Mozilla CEO Resignation: Why Campaign Finance Should Be Anonymous
If you support secret ballots, you should oppose campaign finance law.
April 4, 2014 - 1:30 pm
By now, you may have read that a technology company head has been forced to resign on account of his support of traditional marriage. Yahoo News reports:
Mozilla Chief Executive Brendan Eich has stepped down, the company said on Thursday, after an online dating service urged a boycott of the company’s web browser because of a donation Eich made to opponents of gay marriage.
The software company came under fire for appointing Eich as CEO last month. In 2008, he gave money to oppose the legalization of gay marriage in California, a hot-button issue especially at a company that boasts about its policy of inclusiveness and diversity.
The boycott and subsequent response from Mozilla stand as examples of free association. Private entities have the right to condemn and disassociate from expression they find offensive.
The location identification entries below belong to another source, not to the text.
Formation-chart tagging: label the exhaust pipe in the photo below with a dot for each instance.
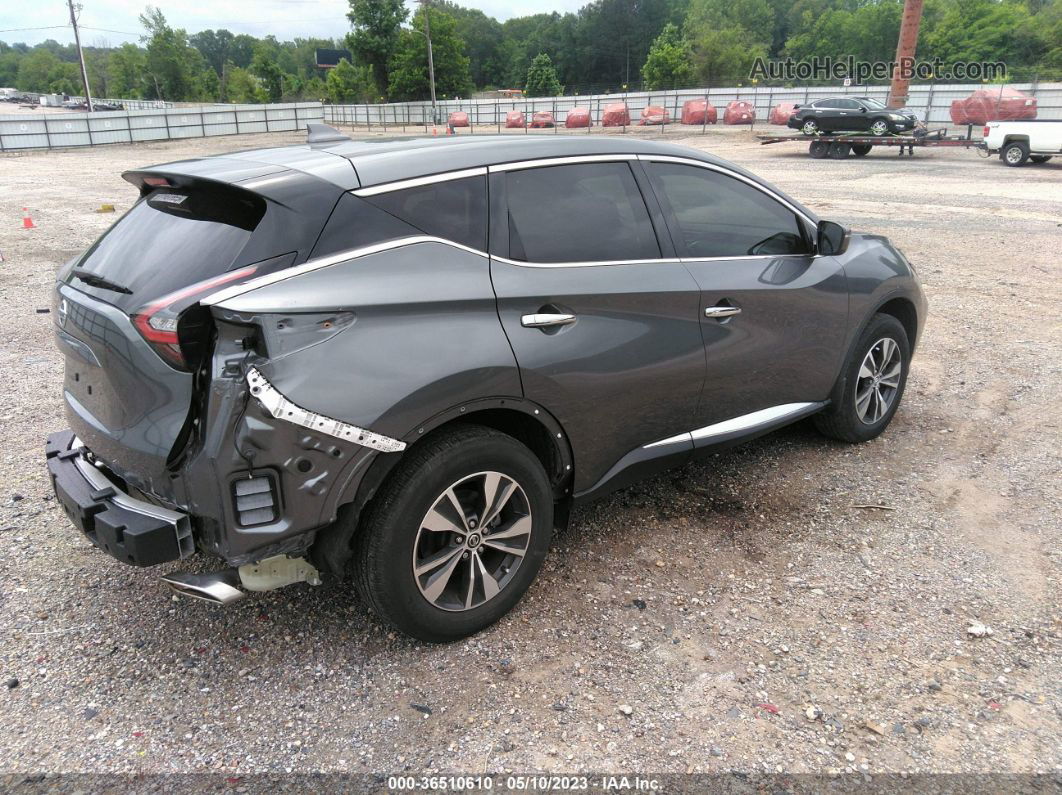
(219, 587)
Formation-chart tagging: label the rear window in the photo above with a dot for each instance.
(172, 239)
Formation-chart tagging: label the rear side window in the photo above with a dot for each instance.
(717, 215)
(455, 209)
(584, 212)
(173, 239)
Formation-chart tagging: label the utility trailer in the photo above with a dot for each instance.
(842, 144)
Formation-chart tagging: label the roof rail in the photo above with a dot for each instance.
(324, 134)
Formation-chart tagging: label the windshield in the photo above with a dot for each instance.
(169, 240)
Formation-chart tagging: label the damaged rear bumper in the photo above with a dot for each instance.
(130, 530)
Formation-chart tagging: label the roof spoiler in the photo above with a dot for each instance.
(323, 134)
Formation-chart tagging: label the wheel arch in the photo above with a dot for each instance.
(525, 420)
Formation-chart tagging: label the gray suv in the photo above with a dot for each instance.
(409, 359)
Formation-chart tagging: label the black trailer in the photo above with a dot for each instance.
(842, 144)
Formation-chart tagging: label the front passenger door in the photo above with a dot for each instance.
(773, 313)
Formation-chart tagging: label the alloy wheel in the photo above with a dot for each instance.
(472, 541)
(878, 380)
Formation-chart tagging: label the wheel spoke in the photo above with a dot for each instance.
(438, 582)
(496, 493)
(490, 584)
(437, 559)
(517, 550)
(519, 528)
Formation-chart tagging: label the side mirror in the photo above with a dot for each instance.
(832, 238)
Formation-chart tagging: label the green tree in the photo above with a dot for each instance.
(542, 78)
(409, 68)
(126, 66)
(376, 34)
(669, 63)
(243, 87)
(349, 84)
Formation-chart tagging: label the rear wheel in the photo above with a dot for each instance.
(456, 536)
(1015, 153)
(879, 126)
(867, 397)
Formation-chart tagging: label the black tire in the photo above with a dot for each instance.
(1014, 153)
(879, 126)
(839, 151)
(841, 420)
(386, 543)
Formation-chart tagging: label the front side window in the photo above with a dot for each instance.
(583, 212)
(718, 215)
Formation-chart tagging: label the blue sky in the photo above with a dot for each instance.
(115, 21)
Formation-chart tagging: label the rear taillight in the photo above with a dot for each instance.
(157, 322)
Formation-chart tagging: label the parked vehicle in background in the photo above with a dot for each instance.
(1018, 142)
(408, 360)
(851, 115)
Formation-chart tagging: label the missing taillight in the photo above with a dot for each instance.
(157, 322)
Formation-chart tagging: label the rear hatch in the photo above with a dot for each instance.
(120, 313)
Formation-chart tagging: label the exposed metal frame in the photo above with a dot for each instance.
(280, 408)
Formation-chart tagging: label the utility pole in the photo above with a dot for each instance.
(431, 64)
(905, 52)
(81, 55)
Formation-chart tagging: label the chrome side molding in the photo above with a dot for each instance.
(744, 422)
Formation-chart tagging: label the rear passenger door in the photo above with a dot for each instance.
(773, 313)
(601, 315)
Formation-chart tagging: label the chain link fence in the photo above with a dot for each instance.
(62, 131)
(931, 102)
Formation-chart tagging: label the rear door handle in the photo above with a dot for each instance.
(717, 312)
(544, 320)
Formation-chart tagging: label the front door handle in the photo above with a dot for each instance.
(545, 320)
(721, 311)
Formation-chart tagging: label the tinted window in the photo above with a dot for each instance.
(172, 239)
(455, 209)
(452, 210)
(717, 215)
(585, 212)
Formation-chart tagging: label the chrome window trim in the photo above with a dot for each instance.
(445, 176)
(729, 172)
(743, 422)
(542, 162)
(331, 259)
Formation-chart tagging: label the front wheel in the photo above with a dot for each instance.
(456, 535)
(872, 385)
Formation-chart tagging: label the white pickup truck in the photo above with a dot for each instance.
(1020, 141)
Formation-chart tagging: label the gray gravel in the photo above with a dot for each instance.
(740, 614)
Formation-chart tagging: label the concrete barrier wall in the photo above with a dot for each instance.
(61, 131)
(931, 102)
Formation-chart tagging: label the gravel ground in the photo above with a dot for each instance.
(753, 612)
However, the story behind the story is how mandatory disclosure of campaign contributions like that made by Eich violates his rights, and those of countless others.
Consider why we have secret ballots. Why have labor unions and their surrogates fought so hard for card check? Knowing how someone votes enables opponents to retaliate. As Eich’s situation demonstrates, so too do the mandatory reporting requirements of campaign finance law.
This week, the Supreme Court ruled in a 5-4 decision that there should be no limits upon “how much money people can donate in total in one election season.” The Court properly recognized campaign contributions as expressions of free speech and exercises of free association. That recognition suggests that any limitation upon campaign finance violates individual rights.
The income tax has fostered a culture which regards how much someone makes, and how they spend it, as public business. Morally, such matters should remain private. Campaign finance law banning anonymous contributions chills speech in the same way public ballots would. When compelled to disclose campaign contributions, people cannot act freely upon their conscience. Donors must consider possible retaliation from parties who would not otherwise be privy to their beliefs or associations. Privacy emerges as a derivative of property and free association. Mandatory disclosure violates both, and thus violates privacy.
But campaign contributions affect public policy, you say. So how can they be private?
Voting affects public policy too. So when are we getting rid of secret ballots?